In a Treasury Committee meeting last month, when asked whether there was anything the Bank could have done to have shaped monetary policy differently over the last year, Bailey responded saying, ‘I don’t think we could’.
Defending Threadneedle Street before an announcement of the sharpest annual increase in interest rates for four decades, Bailey told the Committee that while he was unhappy about the level of price rises, 80% of the inflation target overshoot was caused by factors outside the Bank’s control.
The war in Ukraine, Brexit, and the Covid-19 pandemic, in particular China’s zero-Covid policy, were the three main issues highlighted by the Bank as being the cause of the spiralling rise in inflation rates with the Ukraine war being described as the ‘big one’ due to the cutting off of energy supplies from Russia.
Bailey raised his concerns about food prices stating, ‘What I’m going to sound, I guess, rather apocalyptic about is food’ adding that Ukraine’s inability to export its crops was a ‘major worry for this country’ with Ukraine being one of the biggest producers of grains including wheat, and sunflower oil.
Bailey said: ‘A sequence of shocks like this, which have come really one after another with no gaps between them, is almost unprecedented. I do see comments based on hindsight, but we have to take [monetary policy] decisions based on the facts and evidence at the time.’

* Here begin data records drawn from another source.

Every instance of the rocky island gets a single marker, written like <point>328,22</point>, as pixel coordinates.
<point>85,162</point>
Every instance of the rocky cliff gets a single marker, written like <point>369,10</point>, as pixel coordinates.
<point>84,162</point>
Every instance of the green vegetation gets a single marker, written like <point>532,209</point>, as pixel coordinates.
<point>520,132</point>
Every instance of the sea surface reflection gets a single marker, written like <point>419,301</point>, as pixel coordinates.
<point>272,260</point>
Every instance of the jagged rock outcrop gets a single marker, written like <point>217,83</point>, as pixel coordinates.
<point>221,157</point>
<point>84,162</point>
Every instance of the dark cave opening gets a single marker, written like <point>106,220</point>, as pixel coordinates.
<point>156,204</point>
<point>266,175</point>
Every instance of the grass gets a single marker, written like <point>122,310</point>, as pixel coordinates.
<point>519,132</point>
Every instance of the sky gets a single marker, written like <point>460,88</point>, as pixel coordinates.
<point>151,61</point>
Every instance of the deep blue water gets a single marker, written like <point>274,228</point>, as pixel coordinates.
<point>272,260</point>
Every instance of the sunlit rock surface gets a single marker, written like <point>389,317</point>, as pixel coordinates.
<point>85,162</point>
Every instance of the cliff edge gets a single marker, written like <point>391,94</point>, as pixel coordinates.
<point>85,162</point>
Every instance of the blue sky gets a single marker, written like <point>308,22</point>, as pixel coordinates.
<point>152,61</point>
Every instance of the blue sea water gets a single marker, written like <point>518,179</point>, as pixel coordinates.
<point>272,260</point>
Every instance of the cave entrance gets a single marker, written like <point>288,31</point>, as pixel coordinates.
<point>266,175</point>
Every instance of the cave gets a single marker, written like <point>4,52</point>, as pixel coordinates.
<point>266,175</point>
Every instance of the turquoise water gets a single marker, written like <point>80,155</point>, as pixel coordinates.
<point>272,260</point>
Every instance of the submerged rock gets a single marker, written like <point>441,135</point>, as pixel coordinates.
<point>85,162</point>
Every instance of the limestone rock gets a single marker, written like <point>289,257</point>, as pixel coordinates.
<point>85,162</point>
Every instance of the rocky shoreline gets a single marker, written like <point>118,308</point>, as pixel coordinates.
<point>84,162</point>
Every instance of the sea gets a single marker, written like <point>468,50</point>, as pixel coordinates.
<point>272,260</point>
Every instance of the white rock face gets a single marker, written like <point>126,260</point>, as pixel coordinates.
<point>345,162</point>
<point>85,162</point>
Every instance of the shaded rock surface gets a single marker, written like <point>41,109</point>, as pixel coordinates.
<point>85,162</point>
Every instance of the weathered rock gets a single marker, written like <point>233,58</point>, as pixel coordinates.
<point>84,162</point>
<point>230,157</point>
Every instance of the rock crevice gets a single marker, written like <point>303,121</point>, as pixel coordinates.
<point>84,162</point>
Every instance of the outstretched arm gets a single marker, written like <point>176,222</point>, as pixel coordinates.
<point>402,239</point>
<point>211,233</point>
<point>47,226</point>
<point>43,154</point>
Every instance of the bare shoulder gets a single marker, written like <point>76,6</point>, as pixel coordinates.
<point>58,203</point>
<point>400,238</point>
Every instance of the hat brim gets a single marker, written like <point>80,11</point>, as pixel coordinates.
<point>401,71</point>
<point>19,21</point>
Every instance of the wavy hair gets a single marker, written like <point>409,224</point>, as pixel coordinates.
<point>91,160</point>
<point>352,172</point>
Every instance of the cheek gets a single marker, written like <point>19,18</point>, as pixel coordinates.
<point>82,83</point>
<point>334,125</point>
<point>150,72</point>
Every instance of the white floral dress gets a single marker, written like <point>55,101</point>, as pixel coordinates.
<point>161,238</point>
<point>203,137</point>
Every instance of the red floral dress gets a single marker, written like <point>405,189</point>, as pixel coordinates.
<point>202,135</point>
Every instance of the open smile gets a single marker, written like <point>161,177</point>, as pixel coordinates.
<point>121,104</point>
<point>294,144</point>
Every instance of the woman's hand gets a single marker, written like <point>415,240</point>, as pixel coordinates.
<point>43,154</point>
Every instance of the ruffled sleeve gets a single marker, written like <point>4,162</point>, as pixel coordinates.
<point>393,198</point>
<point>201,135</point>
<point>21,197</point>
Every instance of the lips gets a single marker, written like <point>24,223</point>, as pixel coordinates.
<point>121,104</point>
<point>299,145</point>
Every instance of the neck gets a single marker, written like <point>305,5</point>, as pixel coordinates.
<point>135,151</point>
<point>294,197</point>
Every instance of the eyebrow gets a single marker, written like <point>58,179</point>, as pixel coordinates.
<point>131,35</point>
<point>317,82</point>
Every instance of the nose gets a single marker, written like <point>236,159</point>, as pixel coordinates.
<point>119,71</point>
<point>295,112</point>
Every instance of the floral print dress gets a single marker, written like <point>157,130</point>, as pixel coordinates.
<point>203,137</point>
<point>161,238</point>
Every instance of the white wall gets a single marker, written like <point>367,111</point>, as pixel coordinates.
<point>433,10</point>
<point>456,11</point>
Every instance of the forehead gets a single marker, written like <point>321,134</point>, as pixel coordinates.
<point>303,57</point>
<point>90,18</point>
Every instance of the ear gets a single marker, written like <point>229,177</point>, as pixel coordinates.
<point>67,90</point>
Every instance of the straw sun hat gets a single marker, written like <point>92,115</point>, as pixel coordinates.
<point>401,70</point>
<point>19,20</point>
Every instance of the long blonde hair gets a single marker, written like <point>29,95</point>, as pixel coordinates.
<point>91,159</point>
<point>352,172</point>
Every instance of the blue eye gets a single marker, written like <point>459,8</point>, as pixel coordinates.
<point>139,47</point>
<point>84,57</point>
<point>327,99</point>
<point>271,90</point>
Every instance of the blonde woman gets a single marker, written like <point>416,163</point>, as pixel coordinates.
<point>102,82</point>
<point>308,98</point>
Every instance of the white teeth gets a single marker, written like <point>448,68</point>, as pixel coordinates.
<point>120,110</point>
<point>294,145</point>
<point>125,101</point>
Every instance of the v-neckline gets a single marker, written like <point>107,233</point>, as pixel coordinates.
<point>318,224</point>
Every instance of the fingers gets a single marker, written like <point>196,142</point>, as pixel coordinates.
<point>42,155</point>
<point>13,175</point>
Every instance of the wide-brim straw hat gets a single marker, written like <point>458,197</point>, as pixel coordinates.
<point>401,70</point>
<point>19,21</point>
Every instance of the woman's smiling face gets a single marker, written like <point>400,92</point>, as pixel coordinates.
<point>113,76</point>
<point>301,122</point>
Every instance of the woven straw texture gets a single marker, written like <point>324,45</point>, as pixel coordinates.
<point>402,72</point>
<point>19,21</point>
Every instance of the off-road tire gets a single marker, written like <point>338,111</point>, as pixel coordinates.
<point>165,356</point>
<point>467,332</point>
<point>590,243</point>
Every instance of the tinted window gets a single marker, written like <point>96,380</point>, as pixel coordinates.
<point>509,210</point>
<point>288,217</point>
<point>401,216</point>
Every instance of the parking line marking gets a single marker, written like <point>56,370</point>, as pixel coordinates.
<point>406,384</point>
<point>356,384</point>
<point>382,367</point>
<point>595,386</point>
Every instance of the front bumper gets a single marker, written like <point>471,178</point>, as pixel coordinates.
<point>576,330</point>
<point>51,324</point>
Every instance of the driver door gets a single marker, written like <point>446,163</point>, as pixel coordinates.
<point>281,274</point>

The panel did clarify that monetary policy ‘can have an effect’ but there is ‘nothing policy can do about external factors’, adding that ‘interest rates can help to ensure inflation does not become embedded once these initial shocks fade’.
Bailey said: ‘It is a very, very difficult place to be. To forecast 10% inflation and to say there is not a lot we can do about it is an extremely difficult place to be. This is a bad situation to be in.’

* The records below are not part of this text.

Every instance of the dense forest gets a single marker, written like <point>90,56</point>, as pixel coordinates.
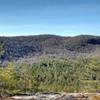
<point>31,46</point>
<point>50,75</point>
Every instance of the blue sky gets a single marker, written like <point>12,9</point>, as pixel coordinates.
<point>60,17</point>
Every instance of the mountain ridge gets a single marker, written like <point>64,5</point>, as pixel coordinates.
<point>23,46</point>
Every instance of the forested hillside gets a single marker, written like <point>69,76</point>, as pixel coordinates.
<point>21,47</point>
<point>49,74</point>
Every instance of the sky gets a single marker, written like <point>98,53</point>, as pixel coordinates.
<point>57,17</point>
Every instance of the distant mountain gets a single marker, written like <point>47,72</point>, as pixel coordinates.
<point>31,46</point>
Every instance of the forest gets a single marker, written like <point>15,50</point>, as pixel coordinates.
<point>50,75</point>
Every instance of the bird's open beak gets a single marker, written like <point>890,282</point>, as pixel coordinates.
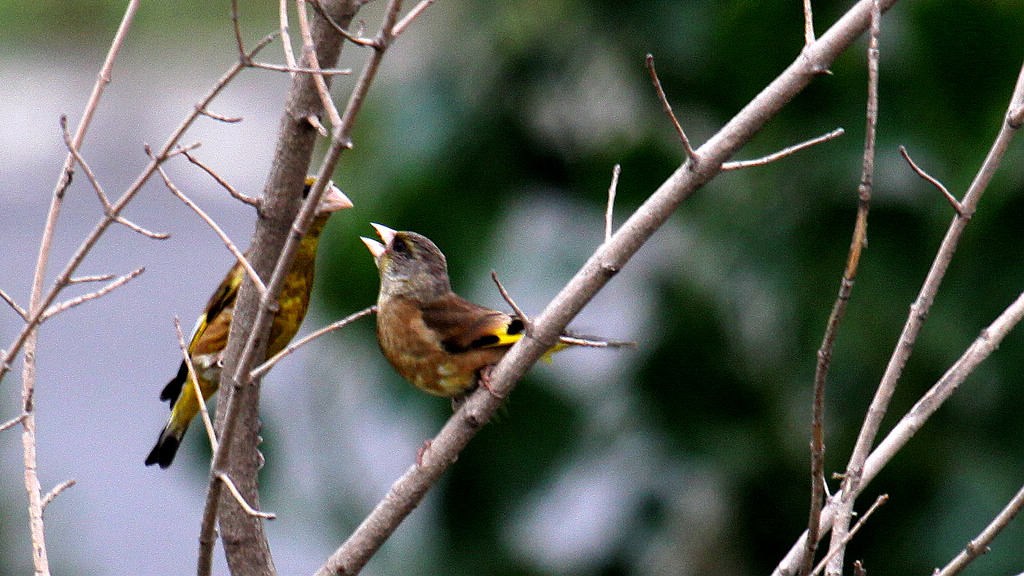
<point>376,248</point>
<point>334,200</point>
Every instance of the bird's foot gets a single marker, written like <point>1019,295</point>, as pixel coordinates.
<point>485,381</point>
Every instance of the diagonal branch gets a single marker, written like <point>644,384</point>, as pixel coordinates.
<point>736,164</point>
<point>442,450</point>
<point>57,309</point>
<point>220,233</point>
<point>980,350</point>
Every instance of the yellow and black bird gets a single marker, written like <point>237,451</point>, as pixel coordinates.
<point>433,337</point>
<point>209,337</point>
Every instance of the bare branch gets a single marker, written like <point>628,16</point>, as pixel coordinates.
<point>611,201</point>
<point>845,507</point>
<point>412,15</point>
<point>980,544</point>
<point>301,70</point>
<point>57,309</point>
<point>1015,117</point>
<point>135,228</point>
<point>242,501</point>
<point>338,28</point>
<point>10,301</point>
<point>878,502</point>
<point>253,316</point>
<point>526,322</point>
<point>56,492</point>
<point>237,25</point>
<point>254,202</point>
<point>85,166</point>
<point>221,118</point>
<point>409,490</point>
<point>194,379</point>
<point>856,468</point>
<point>286,37</point>
<point>223,237</point>
<point>309,55</point>
<point>65,276</point>
<point>808,24</point>
<point>262,369</point>
<point>96,278</point>
<point>38,302</point>
<point>690,154</point>
<point>13,421</point>
<point>945,192</point>
<point>736,164</point>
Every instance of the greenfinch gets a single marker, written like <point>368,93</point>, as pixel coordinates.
<point>433,337</point>
<point>209,337</point>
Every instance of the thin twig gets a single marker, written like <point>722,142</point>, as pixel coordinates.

Sir Dave Ramsden, deputy governor of the Bank of England added that Brexit was not the only thing fuelling inflation as the EU, UK and the US are all experiencing similar levels, stating that ‘it was hard to disentangle the effect of global supply constraints and Brexit on inflation’.
However, Bailey added that the Bank had not changed its view that Brexit ‘would have a negative effect on trade’ and that ‘it would take a long time for the economy to adjust that, although it eventually would’.

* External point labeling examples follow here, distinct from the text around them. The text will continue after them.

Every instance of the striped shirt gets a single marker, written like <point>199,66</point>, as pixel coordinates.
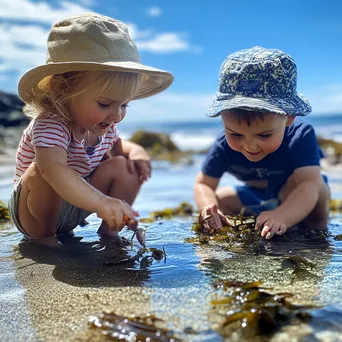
<point>54,133</point>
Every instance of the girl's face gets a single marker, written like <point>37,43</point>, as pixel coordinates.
<point>97,112</point>
<point>259,139</point>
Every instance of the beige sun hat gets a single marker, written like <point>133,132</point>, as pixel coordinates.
<point>92,41</point>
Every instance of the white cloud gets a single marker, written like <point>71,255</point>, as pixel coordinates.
<point>87,3</point>
<point>38,11</point>
<point>154,11</point>
<point>326,100</point>
<point>170,106</point>
<point>23,45</point>
<point>164,43</point>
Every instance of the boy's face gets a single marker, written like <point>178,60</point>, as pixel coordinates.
<point>259,139</point>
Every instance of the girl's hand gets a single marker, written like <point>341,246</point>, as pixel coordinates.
<point>112,211</point>
<point>139,160</point>
<point>272,223</point>
<point>212,218</point>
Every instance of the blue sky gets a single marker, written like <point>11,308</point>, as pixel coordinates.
<point>191,39</point>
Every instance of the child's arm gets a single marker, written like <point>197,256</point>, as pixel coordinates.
<point>136,155</point>
<point>52,163</point>
<point>297,205</point>
<point>206,200</point>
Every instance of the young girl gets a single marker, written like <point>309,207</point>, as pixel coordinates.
<point>71,161</point>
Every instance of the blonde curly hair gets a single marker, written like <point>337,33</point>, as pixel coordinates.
<point>50,97</point>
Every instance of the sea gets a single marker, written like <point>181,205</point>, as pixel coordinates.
<point>179,289</point>
<point>198,135</point>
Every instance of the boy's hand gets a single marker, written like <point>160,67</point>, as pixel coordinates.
<point>271,223</point>
<point>140,160</point>
<point>113,210</point>
<point>212,218</point>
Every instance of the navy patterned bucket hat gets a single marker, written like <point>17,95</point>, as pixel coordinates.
<point>259,79</point>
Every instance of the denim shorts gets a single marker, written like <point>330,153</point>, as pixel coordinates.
<point>69,216</point>
<point>257,200</point>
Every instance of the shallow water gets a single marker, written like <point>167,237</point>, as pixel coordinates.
<point>49,294</point>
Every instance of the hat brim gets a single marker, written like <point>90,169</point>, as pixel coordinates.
<point>152,82</point>
<point>295,105</point>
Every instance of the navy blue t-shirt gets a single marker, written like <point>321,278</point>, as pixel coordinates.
<point>299,148</point>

Member of the Bank of England’s Monetary Policy Committee (MPC) Michael Saunders added that Brexit has become ‘less of a source of uncertainty’ since the Covid-19 pandemic which is why the Bank focused more on Covid-19 recently.
Bailey also acknowledged that the Monetary Policy Committee had changed its view about the UK labour market stating that it now believes it is ‘very tight’ which is something that it could not predict until after the government’s Covid-19 furlough scheme ended.
When asked whether rates should have been put up last year at times of labour shortages after the furlough scheme ended, Bailey added that it ‘had been a key question at the time’, however it was ‘unclear what the impact of the end of the furlough scheme would have been’ and ‘whether the people who used it would have been reabsorbed in the jobs market’.
Saunders then added that ‘even if the Bank had raised rates more aggressively last year, it's unlikely that would have brought inflation back down to the target of 2%’.
Bailey’s appearance at the Treasury Committee has come following the aftermath of growing criticism of the Bank’s performance.
However, Bailey stated that no government minister had approached him over monetary policy or the Bank’s independence amidst all the briefings and media coverage over recent weeks.
Bailey stated that ‘the most important thing we can do is to get inflation back to target without unnecessary disruption to the economy’ and implied that the Bank would not shy away from generating a recession to do that if it was necessary.
Bailey added: ‘This is the biggest test of the monetary policy framework in 25 years. There is no question about that, we have to get [inflation] back to target and that is clear.’